A lunar radio experiment with the Parkes radio telescope for the LUNASKA project
J. D. Bray, R. D. Ekers, P. Roberts, J. E. Reynolds, C. W. James, C., J. Phillips, R. J. Protheroe, R. A. McFadden, M. G. Aartsen

TL;DR
This paper details a lunar radio experiment using the Parkes telescope to detect ultra-high-energy particles via nanosecond pulses from the Moon, achieving unprecedented sensitivity but detecting no signals.
Contribution
It introduces a highly sensitive radio detection method with advanced signal processing, lowering the detection threshold and demonstrating its application in lunar particle detection.
Findings
No pulses detected above the threshold in 127 hours of observation.
Achieved sensitivity three times better than previous experiments.

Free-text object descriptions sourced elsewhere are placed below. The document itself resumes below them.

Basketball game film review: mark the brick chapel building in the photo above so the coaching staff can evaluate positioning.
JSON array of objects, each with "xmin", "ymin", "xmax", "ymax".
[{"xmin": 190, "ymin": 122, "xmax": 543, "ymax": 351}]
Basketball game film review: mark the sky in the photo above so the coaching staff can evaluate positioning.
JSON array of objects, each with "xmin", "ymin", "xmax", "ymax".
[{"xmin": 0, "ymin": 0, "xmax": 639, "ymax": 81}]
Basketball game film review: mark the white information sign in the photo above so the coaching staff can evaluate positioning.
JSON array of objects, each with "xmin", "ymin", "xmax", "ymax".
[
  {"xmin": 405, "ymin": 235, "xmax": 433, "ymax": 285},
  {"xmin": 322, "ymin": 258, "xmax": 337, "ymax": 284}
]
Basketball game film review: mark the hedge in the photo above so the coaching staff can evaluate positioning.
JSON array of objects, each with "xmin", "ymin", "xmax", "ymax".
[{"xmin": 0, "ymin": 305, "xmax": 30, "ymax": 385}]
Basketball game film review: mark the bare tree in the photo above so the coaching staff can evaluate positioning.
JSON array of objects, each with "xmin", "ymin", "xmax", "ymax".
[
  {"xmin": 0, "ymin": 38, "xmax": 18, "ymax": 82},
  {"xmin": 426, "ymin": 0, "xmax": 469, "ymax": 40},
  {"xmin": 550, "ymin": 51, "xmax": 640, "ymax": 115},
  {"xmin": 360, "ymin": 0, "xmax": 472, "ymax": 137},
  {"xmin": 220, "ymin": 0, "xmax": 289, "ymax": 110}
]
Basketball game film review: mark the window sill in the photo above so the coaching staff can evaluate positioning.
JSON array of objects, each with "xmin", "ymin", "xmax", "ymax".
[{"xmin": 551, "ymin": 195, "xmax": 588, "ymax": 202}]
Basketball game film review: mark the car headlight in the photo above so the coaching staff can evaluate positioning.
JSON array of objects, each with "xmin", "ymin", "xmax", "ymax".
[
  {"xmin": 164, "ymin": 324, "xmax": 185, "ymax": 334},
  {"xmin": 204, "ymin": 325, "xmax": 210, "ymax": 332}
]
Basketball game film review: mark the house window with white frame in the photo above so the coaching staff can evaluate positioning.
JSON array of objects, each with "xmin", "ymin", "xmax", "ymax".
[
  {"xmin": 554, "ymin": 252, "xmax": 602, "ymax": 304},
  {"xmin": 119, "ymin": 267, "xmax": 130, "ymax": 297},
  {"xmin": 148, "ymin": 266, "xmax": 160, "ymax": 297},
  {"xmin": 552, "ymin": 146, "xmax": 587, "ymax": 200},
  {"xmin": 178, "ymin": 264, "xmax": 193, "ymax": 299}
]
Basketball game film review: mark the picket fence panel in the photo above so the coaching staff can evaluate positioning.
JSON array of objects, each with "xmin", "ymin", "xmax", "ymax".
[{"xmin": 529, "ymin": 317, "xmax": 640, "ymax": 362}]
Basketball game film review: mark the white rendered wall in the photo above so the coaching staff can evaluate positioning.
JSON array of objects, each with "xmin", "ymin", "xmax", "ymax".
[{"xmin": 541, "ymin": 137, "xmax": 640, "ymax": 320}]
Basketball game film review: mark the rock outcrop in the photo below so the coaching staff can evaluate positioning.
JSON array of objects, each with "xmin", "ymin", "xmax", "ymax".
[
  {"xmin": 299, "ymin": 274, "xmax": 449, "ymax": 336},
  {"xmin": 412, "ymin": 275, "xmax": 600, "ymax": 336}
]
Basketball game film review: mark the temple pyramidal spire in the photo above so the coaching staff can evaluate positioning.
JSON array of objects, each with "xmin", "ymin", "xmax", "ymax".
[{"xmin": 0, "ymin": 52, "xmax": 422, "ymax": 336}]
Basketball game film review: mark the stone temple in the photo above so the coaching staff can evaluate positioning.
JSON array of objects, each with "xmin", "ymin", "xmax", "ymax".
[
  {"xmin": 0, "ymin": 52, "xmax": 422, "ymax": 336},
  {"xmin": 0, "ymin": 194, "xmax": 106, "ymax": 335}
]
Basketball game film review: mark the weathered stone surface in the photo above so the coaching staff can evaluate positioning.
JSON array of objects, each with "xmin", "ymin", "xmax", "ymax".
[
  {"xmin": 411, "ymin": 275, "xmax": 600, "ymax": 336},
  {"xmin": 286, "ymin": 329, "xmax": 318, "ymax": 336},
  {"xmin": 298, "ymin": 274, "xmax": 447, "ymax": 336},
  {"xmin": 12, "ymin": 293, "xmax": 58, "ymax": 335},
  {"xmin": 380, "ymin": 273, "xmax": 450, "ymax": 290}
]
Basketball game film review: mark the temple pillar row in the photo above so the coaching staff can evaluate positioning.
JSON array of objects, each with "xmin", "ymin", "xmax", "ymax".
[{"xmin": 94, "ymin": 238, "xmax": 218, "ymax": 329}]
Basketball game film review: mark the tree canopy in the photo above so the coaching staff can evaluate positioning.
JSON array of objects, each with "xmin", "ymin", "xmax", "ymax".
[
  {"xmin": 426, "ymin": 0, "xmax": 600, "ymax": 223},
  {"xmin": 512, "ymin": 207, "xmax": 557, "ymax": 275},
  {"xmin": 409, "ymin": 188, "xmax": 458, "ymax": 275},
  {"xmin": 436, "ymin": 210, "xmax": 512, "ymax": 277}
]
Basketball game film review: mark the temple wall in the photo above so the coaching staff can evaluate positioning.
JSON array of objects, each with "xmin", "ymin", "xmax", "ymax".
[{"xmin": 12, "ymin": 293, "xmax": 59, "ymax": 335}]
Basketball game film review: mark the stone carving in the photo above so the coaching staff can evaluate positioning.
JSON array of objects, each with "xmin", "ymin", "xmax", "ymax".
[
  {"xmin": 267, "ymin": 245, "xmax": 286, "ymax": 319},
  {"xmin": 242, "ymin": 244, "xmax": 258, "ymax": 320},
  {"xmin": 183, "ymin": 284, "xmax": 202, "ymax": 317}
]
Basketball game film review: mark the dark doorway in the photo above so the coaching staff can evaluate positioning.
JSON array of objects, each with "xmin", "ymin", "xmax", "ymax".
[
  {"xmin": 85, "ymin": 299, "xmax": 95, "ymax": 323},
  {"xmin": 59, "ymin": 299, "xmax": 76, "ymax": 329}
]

Developed techniques for phase, dispersion, and spectrum compensation.
Abstract
We describe an experiment using the Parkes radio telescope in the 1.2-1.5 GHz frequency range as part of the LUNASKA project, to search for nanosecond-scale pulses from particle cascades in the Moon, which may be triggered by ultra-high-energy astroparticles. Through the combination of a highly sensitive multi-beam radio receiver, a purpose-built backend and sophisticated signal-processing techniques, we achieve sensitivity to radio pulses with a threshold electric field strength of 0.0053 V/m/MHz, lower than previous experiments by a factor of three. We observe no pulses in excess of this threshold in observations with an effective duration of 127 hours. The techniques we employ, including compensating for the phase, dispersion and spectrum of the expected pulse, are relevant for future lunar radio experiments.